May 5th, 2009 8:38 AM

For those who were shocked by Obama "faith" advisor Harry Knox knocking  the Knights of Columbus, the Catholic men's group, as an "army of oppression," he is not alone. Gay activists are now taking pride in getting Knights charity drives crushed at supermarkets.

Metro Weekly, a D.C-based gay "news" magazine, honored a man for his "Storefront Stand" -- he harassed Knights of Columbus volunteers raising funds for the mentally disabled (usually with Tootsie Roll candies) outside a Safeway store in northern Virginia. Allison also succeeded in getting other Knights thrown off one Giant supermarket's property. To passers-by at Safeway, Brad Allison compared the Knights to the Ku Klux Klan: "It is a bit of an extreme point to be making, but I thought it was effective." 

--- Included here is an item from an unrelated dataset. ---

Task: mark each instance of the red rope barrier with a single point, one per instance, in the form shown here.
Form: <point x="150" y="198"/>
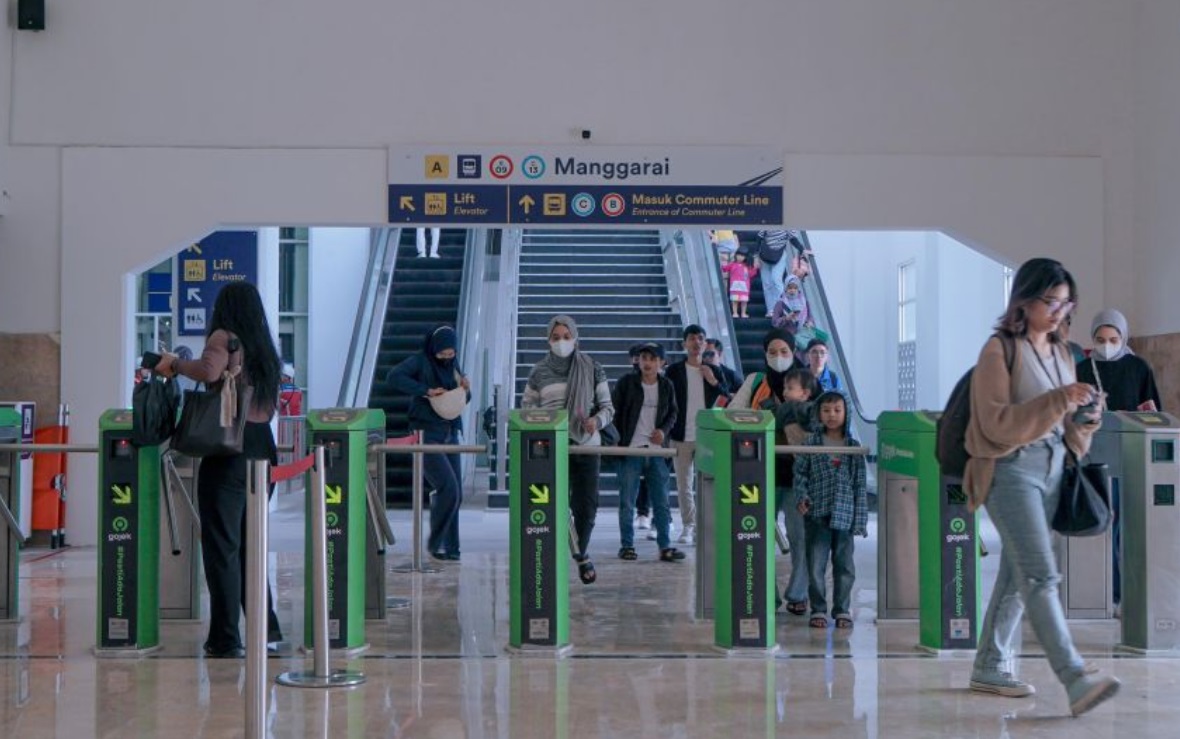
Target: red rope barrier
<point x="286" y="471"/>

That's an especially uneducated taunt, considering the Klan was viciously anti-Catholic. Allison also lied to the public by claiming the Knights don't do charity work. Here's Will O'Bryan's account in Metro Weekly:

Whenever his Knights of Columbus counterpart made his plea to passersby on behalf of "needy children," Allison would counter that $1.4 million of the group's money did not go to help children, but to support Proposition 8.  

But that's not how Allison described his pitch on his own blog: he said they were not a charitable group at all:

Each time the Knights of Columbus man would say, "Would you like to help disabled children?" I would speak up and say, "They are not helping disabled children. They gave $1.4 million to Prop 8 last year. Not a penny of that $1.4 million helped a single disabled child. They are a political group pretending to be a charitable group in order to get your money."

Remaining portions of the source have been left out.